We shoveled, wheelbarrowed and transported dirt this weekend from the greenhouse at the neighbors to our yard.
Because the greenhouse is, well, a greenhouse, the crew had to work early mornings and at dusk when the temperatures were not so high and the air was not so still.
Midday on Saturday, before quittin’ time, they brought the raised beds over.
I watched the skid steer lumber over the yard, that first bed in its metal arms and felt giddy.
Even with all the garden space we have, I’m excited about these raised beds. Most of them will go in the greenhouse when it is up, but a few will stay out along the deck holding lettuce, spinach and all the leafy greens.
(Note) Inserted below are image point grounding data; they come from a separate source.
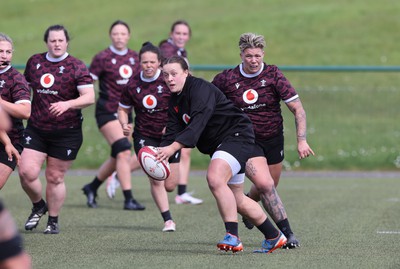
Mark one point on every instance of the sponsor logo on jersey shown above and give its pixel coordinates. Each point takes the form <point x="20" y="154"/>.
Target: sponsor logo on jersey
<point x="250" y="96"/>
<point x="141" y="143"/>
<point x="28" y="140"/>
<point x="186" y="118"/>
<point x="149" y="101"/>
<point x="47" y="80"/>
<point x="125" y="71"/>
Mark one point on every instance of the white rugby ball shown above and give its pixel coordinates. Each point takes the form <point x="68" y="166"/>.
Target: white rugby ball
<point x="151" y="166"/>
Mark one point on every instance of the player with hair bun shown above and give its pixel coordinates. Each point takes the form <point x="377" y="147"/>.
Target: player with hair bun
<point x="61" y="87"/>
<point x="257" y="89"/>
<point x="15" y="100"/>
<point x="201" y="116"/>
<point x="113" y="67"/>
<point x="148" y="95"/>
<point x="179" y="35"/>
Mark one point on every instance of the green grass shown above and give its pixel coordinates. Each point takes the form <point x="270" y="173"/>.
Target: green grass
<point x="352" y="116"/>
<point x="340" y="220"/>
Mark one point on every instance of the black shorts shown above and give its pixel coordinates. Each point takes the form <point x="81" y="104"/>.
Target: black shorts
<point x="4" y="157"/>
<point x="139" y="141"/>
<point x="240" y="148"/>
<point x="60" y="144"/>
<point x="272" y="149"/>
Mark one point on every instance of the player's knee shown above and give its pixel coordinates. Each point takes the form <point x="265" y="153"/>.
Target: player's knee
<point x="120" y="146"/>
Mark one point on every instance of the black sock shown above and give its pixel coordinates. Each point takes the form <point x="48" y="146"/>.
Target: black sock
<point x="39" y="204"/>
<point x="166" y="215"/>
<point x="53" y="219"/>
<point x="232" y="228"/>
<point x="95" y="184"/>
<point x="268" y="229"/>
<point x="181" y="189"/>
<point x="284" y="226"/>
<point x="128" y="195"/>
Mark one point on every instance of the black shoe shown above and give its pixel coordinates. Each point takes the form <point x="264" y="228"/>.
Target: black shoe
<point x="247" y="223"/>
<point x="90" y="195"/>
<point x="52" y="228"/>
<point x="34" y="217"/>
<point x="292" y="242"/>
<point x="132" y="204"/>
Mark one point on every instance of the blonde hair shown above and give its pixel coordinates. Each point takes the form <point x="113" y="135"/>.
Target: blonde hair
<point x="250" y="41"/>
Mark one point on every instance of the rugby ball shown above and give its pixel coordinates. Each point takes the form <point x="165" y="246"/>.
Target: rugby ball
<point x="151" y="166"/>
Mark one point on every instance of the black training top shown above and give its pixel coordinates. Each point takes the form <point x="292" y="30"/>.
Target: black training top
<point x="202" y="116"/>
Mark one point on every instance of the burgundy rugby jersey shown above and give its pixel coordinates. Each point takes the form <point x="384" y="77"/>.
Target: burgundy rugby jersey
<point x="54" y="80"/>
<point x="14" y="89"/>
<point x="149" y="98"/>
<point x="113" y="69"/>
<point x="168" y="49"/>
<point x="259" y="96"/>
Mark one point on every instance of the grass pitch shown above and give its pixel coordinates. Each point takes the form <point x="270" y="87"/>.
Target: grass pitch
<point x="341" y="220"/>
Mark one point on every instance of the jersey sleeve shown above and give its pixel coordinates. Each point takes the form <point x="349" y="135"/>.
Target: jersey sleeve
<point x="202" y="106"/>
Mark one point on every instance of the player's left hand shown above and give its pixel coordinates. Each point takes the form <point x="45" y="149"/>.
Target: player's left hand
<point x="304" y="149"/>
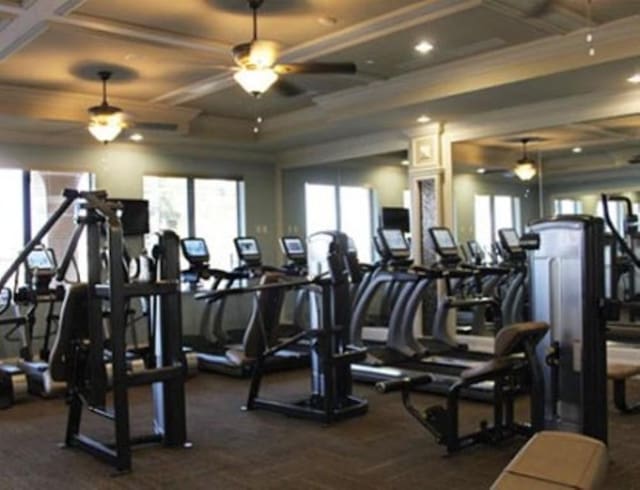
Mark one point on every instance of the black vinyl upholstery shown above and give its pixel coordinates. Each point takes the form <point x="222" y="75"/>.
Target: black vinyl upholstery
<point x="72" y="326"/>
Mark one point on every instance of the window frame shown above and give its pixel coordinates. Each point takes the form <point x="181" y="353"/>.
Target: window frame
<point x="372" y="205"/>
<point x="190" y="182"/>
<point x="516" y="214"/>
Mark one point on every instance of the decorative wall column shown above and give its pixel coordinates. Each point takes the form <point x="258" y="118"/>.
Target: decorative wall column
<point x="427" y="177"/>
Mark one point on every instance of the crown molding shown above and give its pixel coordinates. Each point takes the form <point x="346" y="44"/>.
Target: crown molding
<point x="345" y="149"/>
<point x="72" y="107"/>
<point x="30" y="22"/>
<point x="550" y="113"/>
<point x="543" y="57"/>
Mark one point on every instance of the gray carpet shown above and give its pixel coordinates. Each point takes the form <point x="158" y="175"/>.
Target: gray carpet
<point x="385" y="449"/>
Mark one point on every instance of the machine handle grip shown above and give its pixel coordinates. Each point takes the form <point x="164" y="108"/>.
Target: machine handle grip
<point x="402" y="383"/>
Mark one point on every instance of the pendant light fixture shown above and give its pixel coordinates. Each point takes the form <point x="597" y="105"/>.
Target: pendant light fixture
<point x="106" y="120"/>
<point x="525" y="169"/>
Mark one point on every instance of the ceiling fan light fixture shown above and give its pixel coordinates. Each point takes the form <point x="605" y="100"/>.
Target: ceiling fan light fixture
<point x="525" y="171"/>
<point x="256" y="81"/>
<point x="106" y="121"/>
<point x="525" y="168"/>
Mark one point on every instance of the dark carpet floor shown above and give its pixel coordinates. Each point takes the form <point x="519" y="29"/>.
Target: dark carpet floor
<point x="385" y="449"/>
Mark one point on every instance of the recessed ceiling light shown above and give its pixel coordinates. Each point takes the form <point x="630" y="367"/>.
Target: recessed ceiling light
<point x="423" y="47"/>
<point x="635" y="78"/>
<point x="327" y="20"/>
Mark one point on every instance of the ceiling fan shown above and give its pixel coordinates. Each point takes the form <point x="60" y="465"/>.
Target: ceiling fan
<point x="258" y="68"/>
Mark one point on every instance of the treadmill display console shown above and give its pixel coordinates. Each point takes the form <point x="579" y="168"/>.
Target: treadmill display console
<point x="510" y="241"/>
<point x="248" y="249"/>
<point x="395" y="240"/>
<point x="444" y="242"/>
<point x="195" y="250"/>
<point x="293" y="247"/>
<point x="41" y="260"/>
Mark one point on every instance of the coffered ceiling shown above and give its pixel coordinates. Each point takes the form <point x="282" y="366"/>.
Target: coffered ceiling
<point x="172" y="63"/>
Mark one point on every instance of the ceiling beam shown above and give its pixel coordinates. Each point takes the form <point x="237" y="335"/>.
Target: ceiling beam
<point x="141" y="33"/>
<point x="31" y="22"/>
<point x="383" y="25"/>
<point x="605" y="132"/>
<point x="129" y="31"/>
<point x="542" y="58"/>
<point x="551" y="19"/>
<point x="40" y="104"/>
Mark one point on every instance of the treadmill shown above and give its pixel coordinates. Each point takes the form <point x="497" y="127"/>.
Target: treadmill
<point x="214" y="353"/>
<point x="439" y="355"/>
<point x="391" y="359"/>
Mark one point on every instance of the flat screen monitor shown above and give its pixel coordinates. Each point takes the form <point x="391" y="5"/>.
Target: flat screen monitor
<point x="395" y="241"/>
<point x="444" y="242"/>
<point x="293" y="247"/>
<point x="248" y="249"/>
<point x="195" y="250"/>
<point x="134" y="216"/>
<point x="396" y="219"/>
<point x="41" y="260"/>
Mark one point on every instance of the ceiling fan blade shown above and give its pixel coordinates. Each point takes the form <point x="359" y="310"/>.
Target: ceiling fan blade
<point x="341" y="68"/>
<point x="287" y="89"/>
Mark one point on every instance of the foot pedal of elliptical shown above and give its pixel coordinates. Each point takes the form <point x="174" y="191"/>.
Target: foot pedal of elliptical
<point x="436" y="421"/>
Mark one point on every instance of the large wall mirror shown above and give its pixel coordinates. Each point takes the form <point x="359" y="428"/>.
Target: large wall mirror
<point x="573" y="165"/>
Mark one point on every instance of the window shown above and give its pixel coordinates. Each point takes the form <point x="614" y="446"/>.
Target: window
<point x="492" y="213"/>
<point x="617" y="212"/>
<point x="347" y="208"/>
<point x="11" y="200"/>
<point x="355" y="218"/>
<point x="406" y="199"/>
<point x="168" y="204"/>
<point x="320" y="208"/>
<point x="31" y="197"/>
<point x="216" y="212"/>
<point x="567" y="206"/>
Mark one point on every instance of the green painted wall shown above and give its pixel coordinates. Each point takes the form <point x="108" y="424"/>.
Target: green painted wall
<point x="119" y="170"/>
<point x="387" y="181"/>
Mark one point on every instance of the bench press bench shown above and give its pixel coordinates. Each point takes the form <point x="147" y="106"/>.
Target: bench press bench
<point x="619" y="374"/>
<point x="556" y="461"/>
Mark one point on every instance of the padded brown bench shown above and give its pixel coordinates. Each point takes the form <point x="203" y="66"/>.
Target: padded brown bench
<point x="556" y="461"/>
<point x="619" y="374"/>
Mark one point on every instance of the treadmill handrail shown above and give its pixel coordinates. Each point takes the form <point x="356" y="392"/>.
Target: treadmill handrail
<point x="219" y="294"/>
<point x="619" y="238"/>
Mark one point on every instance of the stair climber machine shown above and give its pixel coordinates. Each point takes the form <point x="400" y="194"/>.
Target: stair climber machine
<point x="216" y="351"/>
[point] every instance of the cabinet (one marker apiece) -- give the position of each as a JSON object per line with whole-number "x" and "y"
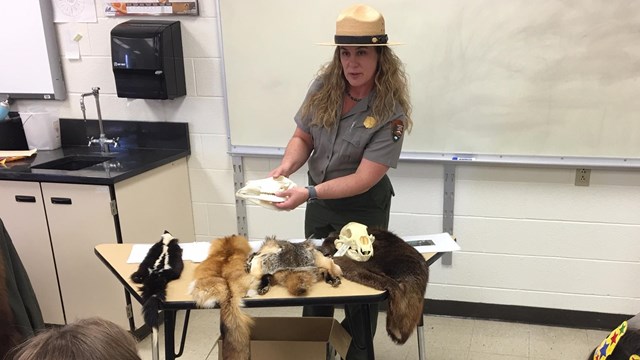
{"x": 55, "y": 227}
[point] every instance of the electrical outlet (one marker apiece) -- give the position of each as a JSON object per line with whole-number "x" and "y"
{"x": 582, "y": 177}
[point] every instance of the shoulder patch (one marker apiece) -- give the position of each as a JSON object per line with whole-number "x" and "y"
{"x": 397, "y": 129}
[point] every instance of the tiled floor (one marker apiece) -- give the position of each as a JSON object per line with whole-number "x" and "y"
{"x": 446, "y": 338}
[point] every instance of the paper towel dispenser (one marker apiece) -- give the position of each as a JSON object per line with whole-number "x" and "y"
{"x": 147, "y": 59}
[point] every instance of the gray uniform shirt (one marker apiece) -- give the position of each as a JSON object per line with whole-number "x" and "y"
{"x": 338, "y": 151}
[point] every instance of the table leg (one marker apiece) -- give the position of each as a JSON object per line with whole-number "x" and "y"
{"x": 155, "y": 346}
{"x": 169, "y": 334}
{"x": 368, "y": 336}
{"x": 421, "y": 344}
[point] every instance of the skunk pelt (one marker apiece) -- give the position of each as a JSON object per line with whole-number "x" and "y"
{"x": 162, "y": 264}
{"x": 396, "y": 267}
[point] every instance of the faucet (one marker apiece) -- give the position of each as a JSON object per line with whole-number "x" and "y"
{"x": 102, "y": 140}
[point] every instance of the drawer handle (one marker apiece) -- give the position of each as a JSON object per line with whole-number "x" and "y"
{"x": 25, "y": 198}
{"x": 61, "y": 201}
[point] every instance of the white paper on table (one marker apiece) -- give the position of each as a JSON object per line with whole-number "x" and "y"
{"x": 442, "y": 242}
{"x": 195, "y": 252}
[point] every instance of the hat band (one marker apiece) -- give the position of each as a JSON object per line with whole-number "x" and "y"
{"x": 368, "y": 39}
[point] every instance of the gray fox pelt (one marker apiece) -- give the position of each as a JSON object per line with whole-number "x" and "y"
{"x": 396, "y": 267}
{"x": 296, "y": 266}
{"x": 221, "y": 279}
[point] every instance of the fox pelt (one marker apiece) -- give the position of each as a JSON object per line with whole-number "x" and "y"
{"x": 222, "y": 279}
{"x": 396, "y": 267}
{"x": 162, "y": 264}
{"x": 296, "y": 266}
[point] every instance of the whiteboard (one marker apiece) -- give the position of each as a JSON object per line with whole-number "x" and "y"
{"x": 515, "y": 77}
{"x": 30, "y": 62}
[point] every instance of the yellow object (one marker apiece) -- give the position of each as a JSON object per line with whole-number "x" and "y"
{"x": 607, "y": 346}
{"x": 370, "y": 122}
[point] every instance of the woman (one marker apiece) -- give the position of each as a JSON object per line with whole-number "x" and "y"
{"x": 87, "y": 339}
{"x": 350, "y": 131}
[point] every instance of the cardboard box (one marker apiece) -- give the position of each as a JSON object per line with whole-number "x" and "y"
{"x": 285, "y": 338}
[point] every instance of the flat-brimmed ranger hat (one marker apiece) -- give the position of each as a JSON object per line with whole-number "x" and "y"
{"x": 360, "y": 25}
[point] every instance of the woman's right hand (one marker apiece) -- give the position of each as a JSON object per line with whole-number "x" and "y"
{"x": 279, "y": 171}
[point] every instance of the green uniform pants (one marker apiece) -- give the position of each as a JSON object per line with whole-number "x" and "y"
{"x": 323, "y": 217}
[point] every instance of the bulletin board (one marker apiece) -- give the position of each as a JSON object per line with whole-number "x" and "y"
{"x": 519, "y": 77}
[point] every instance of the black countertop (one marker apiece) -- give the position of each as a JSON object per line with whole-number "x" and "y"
{"x": 126, "y": 161}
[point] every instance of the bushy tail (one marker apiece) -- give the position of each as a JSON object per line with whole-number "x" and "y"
{"x": 404, "y": 312}
{"x": 154, "y": 292}
{"x": 235, "y": 327}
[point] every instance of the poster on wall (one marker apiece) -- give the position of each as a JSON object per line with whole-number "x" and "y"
{"x": 151, "y": 7}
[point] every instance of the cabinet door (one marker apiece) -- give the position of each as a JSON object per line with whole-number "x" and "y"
{"x": 79, "y": 219}
{"x": 22, "y": 212}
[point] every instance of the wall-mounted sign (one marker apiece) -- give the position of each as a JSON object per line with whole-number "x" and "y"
{"x": 151, "y": 7}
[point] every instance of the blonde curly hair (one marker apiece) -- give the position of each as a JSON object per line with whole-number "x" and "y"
{"x": 390, "y": 84}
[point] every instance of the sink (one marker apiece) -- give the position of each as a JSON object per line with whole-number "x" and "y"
{"x": 73, "y": 162}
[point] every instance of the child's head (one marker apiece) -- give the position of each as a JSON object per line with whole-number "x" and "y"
{"x": 87, "y": 339}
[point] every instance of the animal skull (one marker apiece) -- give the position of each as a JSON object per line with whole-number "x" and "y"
{"x": 356, "y": 235}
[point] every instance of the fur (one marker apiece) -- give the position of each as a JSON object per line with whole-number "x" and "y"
{"x": 396, "y": 267}
{"x": 9, "y": 334}
{"x": 162, "y": 264}
{"x": 296, "y": 266}
{"x": 221, "y": 279}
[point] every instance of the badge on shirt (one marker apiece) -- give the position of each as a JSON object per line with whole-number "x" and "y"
{"x": 397, "y": 128}
{"x": 370, "y": 122}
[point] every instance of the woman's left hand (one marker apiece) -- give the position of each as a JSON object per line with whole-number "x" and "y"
{"x": 295, "y": 197}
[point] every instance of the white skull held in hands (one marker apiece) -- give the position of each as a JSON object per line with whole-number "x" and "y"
{"x": 357, "y": 236}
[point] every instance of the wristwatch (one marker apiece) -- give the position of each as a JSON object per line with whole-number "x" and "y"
{"x": 313, "y": 194}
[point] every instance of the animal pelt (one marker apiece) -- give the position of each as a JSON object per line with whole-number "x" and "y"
{"x": 396, "y": 267}
{"x": 296, "y": 266}
{"x": 9, "y": 334}
{"x": 222, "y": 279}
{"x": 162, "y": 264}
{"x": 624, "y": 346}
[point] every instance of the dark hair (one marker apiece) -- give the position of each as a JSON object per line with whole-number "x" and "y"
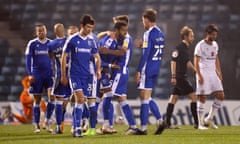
{"x": 211, "y": 28}
{"x": 150, "y": 14}
{"x": 87, "y": 19}
{"x": 118, "y": 25}
{"x": 40, "y": 25}
{"x": 122, "y": 18}
{"x": 185, "y": 31}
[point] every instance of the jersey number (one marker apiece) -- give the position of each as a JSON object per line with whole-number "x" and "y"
{"x": 158, "y": 54}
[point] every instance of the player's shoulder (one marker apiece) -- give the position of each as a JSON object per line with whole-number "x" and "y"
{"x": 33, "y": 41}
{"x": 72, "y": 37}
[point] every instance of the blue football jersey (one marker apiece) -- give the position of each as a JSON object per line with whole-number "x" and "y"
{"x": 37, "y": 59}
{"x": 109, "y": 43}
{"x": 124, "y": 60}
{"x": 152, "y": 51}
{"x": 56, "y": 47}
{"x": 81, "y": 50}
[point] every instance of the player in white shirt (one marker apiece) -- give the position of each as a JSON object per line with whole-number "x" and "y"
{"x": 209, "y": 75}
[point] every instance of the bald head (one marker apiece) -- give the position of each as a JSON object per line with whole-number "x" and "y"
{"x": 59, "y": 30}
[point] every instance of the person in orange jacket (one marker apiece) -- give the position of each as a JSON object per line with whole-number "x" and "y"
{"x": 27, "y": 103}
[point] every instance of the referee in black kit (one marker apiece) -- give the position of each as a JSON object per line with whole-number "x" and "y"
{"x": 179, "y": 64}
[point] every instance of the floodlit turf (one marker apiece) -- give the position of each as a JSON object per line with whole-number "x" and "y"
{"x": 23, "y": 134}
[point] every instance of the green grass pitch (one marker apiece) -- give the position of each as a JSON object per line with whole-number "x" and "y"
{"x": 23, "y": 134}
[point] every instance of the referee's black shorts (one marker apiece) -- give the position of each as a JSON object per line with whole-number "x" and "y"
{"x": 183, "y": 87}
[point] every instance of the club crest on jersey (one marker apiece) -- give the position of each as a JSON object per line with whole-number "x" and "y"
{"x": 175, "y": 54}
{"x": 212, "y": 53}
{"x": 145, "y": 44}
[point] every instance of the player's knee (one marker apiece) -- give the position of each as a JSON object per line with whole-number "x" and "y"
{"x": 202, "y": 99}
{"x": 220, "y": 95}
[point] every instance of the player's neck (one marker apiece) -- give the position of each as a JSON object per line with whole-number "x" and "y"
{"x": 186, "y": 42}
{"x": 208, "y": 41}
{"x": 82, "y": 34}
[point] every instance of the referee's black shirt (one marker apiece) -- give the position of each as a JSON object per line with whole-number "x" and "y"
{"x": 181, "y": 56}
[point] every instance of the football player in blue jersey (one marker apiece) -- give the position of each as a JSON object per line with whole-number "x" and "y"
{"x": 38, "y": 66}
{"x": 60, "y": 91}
{"x": 149, "y": 66}
{"x": 80, "y": 47}
{"x": 122, "y": 53}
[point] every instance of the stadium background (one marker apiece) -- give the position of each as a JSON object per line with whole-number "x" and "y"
{"x": 18, "y": 17}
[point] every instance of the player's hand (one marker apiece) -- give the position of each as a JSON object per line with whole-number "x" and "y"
{"x": 31, "y": 79}
{"x": 99, "y": 75}
{"x": 173, "y": 81}
{"x": 137, "y": 77}
{"x": 200, "y": 79}
{"x": 103, "y": 50}
{"x": 138, "y": 43}
{"x": 64, "y": 80}
{"x": 114, "y": 66}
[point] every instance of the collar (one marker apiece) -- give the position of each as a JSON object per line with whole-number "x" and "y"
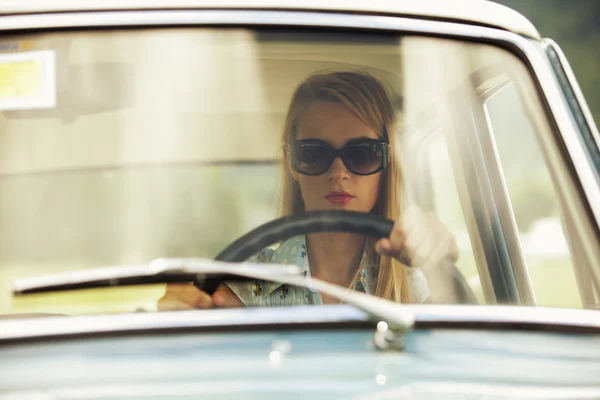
{"x": 293, "y": 252}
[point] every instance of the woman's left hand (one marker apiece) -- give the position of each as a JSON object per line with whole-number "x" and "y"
{"x": 419, "y": 239}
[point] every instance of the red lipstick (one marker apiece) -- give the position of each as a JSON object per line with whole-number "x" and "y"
{"x": 339, "y": 197}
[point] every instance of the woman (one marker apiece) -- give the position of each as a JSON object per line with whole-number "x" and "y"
{"x": 337, "y": 145}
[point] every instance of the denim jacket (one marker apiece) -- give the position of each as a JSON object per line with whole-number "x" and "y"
{"x": 293, "y": 252}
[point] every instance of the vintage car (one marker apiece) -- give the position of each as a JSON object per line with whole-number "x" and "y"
{"x": 140, "y": 146}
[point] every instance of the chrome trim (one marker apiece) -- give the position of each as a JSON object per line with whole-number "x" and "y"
{"x": 538, "y": 62}
{"x": 575, "y": 87}
{"x": 507, "y": 218}
{"x": 297, "y": 318}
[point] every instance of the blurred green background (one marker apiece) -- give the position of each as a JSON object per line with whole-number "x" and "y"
{"x": 575, "y": 26}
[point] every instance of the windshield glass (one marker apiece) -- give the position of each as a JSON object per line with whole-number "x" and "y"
{"x": 121, "y": 147}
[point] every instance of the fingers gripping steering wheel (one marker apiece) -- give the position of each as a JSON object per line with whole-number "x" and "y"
{"x": 323, "y": 221}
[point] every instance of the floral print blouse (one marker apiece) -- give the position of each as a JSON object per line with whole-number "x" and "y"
{"x": 293, "y": 252}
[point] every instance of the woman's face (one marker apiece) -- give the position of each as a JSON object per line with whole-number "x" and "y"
{"x": 338, "y": 188}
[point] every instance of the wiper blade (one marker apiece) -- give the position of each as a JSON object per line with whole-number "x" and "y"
{"x": 169, "y": 270}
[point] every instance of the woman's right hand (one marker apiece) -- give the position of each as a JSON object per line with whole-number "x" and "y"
{"x": 185, "y": 296}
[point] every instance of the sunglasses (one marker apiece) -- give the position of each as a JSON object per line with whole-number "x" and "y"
{"x": 360, "y": 156}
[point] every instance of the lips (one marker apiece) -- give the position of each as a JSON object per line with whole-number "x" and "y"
{"x": 339, "y": 197}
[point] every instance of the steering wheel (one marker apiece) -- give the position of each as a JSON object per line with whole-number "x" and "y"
{"x": 329, "y": 221}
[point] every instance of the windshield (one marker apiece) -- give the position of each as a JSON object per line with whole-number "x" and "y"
{"x": 119, "y": 147}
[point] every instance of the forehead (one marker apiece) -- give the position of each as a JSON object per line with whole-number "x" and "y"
{"x": 332, "y": 122}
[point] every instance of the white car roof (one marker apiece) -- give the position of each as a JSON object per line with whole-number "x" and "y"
{"x": 477, "y": 12}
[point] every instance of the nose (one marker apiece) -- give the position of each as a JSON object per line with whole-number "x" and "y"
{"x": 338, "y": 170}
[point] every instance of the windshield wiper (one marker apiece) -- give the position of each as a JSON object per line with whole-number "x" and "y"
{"x": 393, "y": 317}
{"x": 162, "y": 270}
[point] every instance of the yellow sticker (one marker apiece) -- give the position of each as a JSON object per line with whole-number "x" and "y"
{"x": 27, "y": 80}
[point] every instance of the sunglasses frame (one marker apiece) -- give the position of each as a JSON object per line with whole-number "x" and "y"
{"x": 385, "y": 160}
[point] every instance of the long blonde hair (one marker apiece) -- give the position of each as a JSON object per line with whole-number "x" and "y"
{"x": 367, "y": 98}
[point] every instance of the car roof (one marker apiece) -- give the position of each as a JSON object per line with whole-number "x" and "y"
{"x": 476, "y": 12}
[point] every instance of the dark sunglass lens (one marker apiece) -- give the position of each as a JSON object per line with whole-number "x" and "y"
{"x": 312, "y": 159}
{"x": 363, "y": 158}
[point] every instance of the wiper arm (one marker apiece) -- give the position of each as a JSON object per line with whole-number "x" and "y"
{"x": 168, "y": 270}
{"x": 395, "y": 319}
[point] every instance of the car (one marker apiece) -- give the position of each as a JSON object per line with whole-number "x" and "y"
{"x": 140, "y": 146}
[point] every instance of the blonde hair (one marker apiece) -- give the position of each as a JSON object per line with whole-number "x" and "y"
{"x": 365, "y": 96}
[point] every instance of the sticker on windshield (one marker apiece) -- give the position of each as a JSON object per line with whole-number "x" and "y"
{"x": 27, "y": 80}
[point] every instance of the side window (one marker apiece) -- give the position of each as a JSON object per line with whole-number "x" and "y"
{"x": 534, "y": 201}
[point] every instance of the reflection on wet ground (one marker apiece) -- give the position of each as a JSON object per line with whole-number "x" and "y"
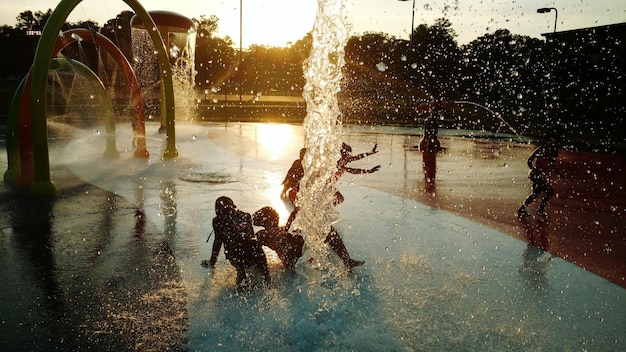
{"x": 90, "y": 284}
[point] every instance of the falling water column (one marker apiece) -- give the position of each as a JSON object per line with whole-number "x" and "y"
{"x": 322, "y": 125}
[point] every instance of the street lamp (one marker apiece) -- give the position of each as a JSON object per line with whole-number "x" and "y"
{"x": 412, "y": 23}
{"x": 548, "y": 9}
{"x": 240, "y": 46}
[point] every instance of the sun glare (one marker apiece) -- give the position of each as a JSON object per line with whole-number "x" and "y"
{"x": 274, "y": 138}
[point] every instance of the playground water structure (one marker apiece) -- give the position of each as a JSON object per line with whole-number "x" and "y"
{"x": 34, "y": 164}
{"x": 432, "y": 281}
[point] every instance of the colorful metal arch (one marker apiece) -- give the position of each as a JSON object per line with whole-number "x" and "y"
{"x": 42, "y": 184}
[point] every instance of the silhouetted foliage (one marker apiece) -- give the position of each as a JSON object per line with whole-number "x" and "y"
{"x": 216, "y": 59}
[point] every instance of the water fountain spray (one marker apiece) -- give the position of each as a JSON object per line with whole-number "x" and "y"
{"x": 322, "y": 124}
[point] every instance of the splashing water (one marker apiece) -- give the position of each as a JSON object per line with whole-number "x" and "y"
{"x": 322, "y": 125}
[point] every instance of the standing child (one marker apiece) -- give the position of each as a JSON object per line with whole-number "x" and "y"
{"x": 542, "y": 164}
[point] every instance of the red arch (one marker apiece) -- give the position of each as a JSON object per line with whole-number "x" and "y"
{"x": 67, "y": 38}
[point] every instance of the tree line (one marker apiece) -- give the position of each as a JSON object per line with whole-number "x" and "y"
{"x": 514, "y": 82}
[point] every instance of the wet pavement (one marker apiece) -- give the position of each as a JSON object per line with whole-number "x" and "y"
{"x": 94, "y": 267}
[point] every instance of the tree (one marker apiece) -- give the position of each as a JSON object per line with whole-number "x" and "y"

Once we set up the first bed, I started preparing the soil. I raked in egg shells and vegetable fertilizer and watered it thoroughly.
Once the bed was ready, I planted:
- 2 rows of kale
- 1 row of spinach
- 6 rows of four different varieties of lettuce
- 1/2 row of lavender
- 1/2 row of rosemary
- 1/2 row of basil
I labeled everything, but as I don’t have much luck with labels staying in one spot (ahem…cats and kids), I also drew a map.
The “MG” stands for marigolds. I planted 3 rather sad looking specimens down the center and plan to get a few more to add this week.
I might be a little “off-schedule” with some of the varieties I planted, but it is definitely not too late to start a garden.
Most garden centers have a seed starting schedule specific to your area/zone that is based on the average last frost date.
All those greens, broccolis, cabbages, beans, brussels sprouts and other cool season crops can continue to go in the ground from now through mid-August.
So don’t give up if you think it’s too late to start a garden! Plant now and you’ll have fresh garden veggies for the fall.